Shale Rock Properties, Keys for Successful Dynamic
Modeling
of Hydrocarbon Migration
Okui, Akihiko 1
(1)Technical Evaluation Department,
Idemitsu Oil and Gas Co., Ltd., Tokyo, Japan.
In nature, slowest process controls the rate of whole process. In case of hydrocarbon migration, permeability for fine-grained rocks such as shale is much less than course-grained rock such as sandstone. Therefore, the permeability for shale should be main controlling factor on hydrocarbon migration in basins. Since hydrocarbon migration occurs as multi-phase fluid flow, relative permeability as well as capillary pressure is also important to evaluate and model the dynamic nature of hydrocarbon migration.
Static migration modeling
applying ray-trace and invasion
percolation ignores time effect and generally give optimistic result than
natural system. In natural system, the time required for the migration through
shale is long, and therefore the timing to reach traps should be delayed. In
addition, some of hydrocarbons should be lost during its migration. Leakage
through cap rock (seal) is generally evaluated by the balance between capillary
pressure for cap rock and buoyancy of migrating hydrocarbon. However, this is
also an evaluation on specific static condition, and can not be applicable to
dynamic system such as continuous hydrocarbon charge, overpressured reservoir
and so on.
It was found that absolute permeability, relative permeability and
capillary pressure have close relationships, since they are all controlled by
pore-throat size distribution of rocks.

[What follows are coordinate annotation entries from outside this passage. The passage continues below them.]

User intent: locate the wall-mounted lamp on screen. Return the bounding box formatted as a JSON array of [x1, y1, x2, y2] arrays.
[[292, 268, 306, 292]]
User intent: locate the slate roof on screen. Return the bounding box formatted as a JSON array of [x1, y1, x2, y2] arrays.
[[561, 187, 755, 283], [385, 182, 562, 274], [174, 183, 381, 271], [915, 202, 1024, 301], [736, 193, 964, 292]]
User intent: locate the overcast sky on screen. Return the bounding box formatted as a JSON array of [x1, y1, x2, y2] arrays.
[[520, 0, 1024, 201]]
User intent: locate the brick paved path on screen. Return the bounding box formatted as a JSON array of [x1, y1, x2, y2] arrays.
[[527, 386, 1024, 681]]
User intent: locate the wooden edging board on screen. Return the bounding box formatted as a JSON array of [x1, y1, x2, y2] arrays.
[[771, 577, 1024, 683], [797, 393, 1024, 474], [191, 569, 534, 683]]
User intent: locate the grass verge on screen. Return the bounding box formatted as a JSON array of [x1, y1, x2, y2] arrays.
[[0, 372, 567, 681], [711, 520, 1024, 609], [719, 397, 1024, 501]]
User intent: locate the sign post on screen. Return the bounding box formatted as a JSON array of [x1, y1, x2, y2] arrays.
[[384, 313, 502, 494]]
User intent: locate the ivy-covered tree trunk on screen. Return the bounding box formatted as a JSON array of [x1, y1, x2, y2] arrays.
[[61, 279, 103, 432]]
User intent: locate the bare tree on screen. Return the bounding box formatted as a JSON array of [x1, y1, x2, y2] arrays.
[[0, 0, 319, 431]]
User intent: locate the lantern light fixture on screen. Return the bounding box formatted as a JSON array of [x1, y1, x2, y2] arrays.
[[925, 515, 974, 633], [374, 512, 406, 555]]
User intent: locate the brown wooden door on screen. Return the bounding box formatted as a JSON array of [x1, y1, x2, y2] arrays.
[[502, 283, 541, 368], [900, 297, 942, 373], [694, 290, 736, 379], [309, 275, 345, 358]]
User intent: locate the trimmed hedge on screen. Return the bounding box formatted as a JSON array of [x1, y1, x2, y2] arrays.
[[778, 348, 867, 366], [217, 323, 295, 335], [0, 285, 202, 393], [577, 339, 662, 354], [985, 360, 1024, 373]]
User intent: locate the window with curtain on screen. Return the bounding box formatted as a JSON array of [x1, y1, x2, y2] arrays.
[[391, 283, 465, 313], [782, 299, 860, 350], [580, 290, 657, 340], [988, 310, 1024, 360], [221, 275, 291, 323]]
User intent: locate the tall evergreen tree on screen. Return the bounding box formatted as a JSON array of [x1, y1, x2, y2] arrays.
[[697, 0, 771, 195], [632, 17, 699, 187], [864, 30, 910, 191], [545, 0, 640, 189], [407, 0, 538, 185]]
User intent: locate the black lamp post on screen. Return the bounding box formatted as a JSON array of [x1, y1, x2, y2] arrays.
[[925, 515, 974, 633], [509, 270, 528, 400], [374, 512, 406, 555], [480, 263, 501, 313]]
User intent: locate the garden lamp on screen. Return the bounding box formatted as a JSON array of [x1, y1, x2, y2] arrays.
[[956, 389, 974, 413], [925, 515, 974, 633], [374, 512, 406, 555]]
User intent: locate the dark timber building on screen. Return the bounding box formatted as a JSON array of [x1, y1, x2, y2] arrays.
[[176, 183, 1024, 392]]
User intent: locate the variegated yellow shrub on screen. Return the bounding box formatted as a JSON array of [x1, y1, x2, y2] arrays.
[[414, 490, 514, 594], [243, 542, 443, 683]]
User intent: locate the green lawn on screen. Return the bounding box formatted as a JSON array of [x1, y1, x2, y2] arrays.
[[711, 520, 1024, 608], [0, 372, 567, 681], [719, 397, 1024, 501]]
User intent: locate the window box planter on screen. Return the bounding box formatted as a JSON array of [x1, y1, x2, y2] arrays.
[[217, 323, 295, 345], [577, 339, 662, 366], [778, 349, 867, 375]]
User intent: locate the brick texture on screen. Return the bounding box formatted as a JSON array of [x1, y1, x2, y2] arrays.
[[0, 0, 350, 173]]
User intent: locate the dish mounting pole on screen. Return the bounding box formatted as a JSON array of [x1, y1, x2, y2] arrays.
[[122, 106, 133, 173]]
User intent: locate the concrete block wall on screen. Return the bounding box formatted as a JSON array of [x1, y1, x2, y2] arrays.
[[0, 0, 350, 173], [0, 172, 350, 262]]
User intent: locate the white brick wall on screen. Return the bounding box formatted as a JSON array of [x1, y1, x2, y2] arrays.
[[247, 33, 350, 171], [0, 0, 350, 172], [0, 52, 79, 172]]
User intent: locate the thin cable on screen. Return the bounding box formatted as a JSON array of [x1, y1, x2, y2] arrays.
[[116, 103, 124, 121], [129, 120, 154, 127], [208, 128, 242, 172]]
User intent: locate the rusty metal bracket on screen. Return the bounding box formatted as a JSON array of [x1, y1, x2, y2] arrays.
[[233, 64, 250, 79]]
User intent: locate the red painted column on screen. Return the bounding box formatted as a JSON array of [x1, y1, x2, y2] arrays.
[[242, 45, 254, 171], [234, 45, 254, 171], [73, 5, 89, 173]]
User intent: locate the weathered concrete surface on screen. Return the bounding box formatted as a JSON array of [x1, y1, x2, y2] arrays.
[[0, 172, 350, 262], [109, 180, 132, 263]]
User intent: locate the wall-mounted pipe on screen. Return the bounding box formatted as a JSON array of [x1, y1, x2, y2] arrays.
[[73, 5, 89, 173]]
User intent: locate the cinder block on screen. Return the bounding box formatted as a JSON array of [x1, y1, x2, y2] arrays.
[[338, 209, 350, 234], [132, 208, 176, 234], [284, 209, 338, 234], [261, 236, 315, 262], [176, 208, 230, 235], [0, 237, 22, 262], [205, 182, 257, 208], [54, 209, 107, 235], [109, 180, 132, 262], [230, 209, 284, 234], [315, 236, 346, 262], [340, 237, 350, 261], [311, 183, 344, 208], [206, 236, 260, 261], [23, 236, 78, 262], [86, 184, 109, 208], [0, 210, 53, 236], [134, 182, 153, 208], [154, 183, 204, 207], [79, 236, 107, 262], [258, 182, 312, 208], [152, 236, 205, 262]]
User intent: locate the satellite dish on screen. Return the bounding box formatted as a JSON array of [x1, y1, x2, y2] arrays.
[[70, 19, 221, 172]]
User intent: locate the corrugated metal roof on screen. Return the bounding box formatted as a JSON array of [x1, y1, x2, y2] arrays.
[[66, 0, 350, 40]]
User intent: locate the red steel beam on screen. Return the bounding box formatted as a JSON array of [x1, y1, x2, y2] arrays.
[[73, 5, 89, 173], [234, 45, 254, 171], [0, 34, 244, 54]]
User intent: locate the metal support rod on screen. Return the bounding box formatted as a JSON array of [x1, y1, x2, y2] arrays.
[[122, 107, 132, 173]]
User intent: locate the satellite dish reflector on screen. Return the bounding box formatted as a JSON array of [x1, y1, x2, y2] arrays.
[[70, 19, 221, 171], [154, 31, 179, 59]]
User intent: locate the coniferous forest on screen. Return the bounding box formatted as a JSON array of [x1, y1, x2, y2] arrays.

Among them, capillary pressure is
easiest to measure by mercury injection test, and therefore capillary pressure
curve is useful way to characterize the nature of multi-phase flow through shales.
Capillary pressures at certain saturation of non-wetting phase (ex. 5%)
collected from shales over the world have wide range, but it was found that the
plotting against porosity enables to group them by shale type (actually
mineralogy). This is because especially chemical compaction affects the
pore-throat size distribution of shales. Characterization of shales by above
way and application of the results to multi-dimensional basin modeling
enables
to model existing hydrocarbon accumulations and long distance migration in a
Southeast Asian basin.
AAPG Search and Discovery Article #90135©2011 AAPG International Conference and Exhibition, Milan, Italy, 23-26 October 2011.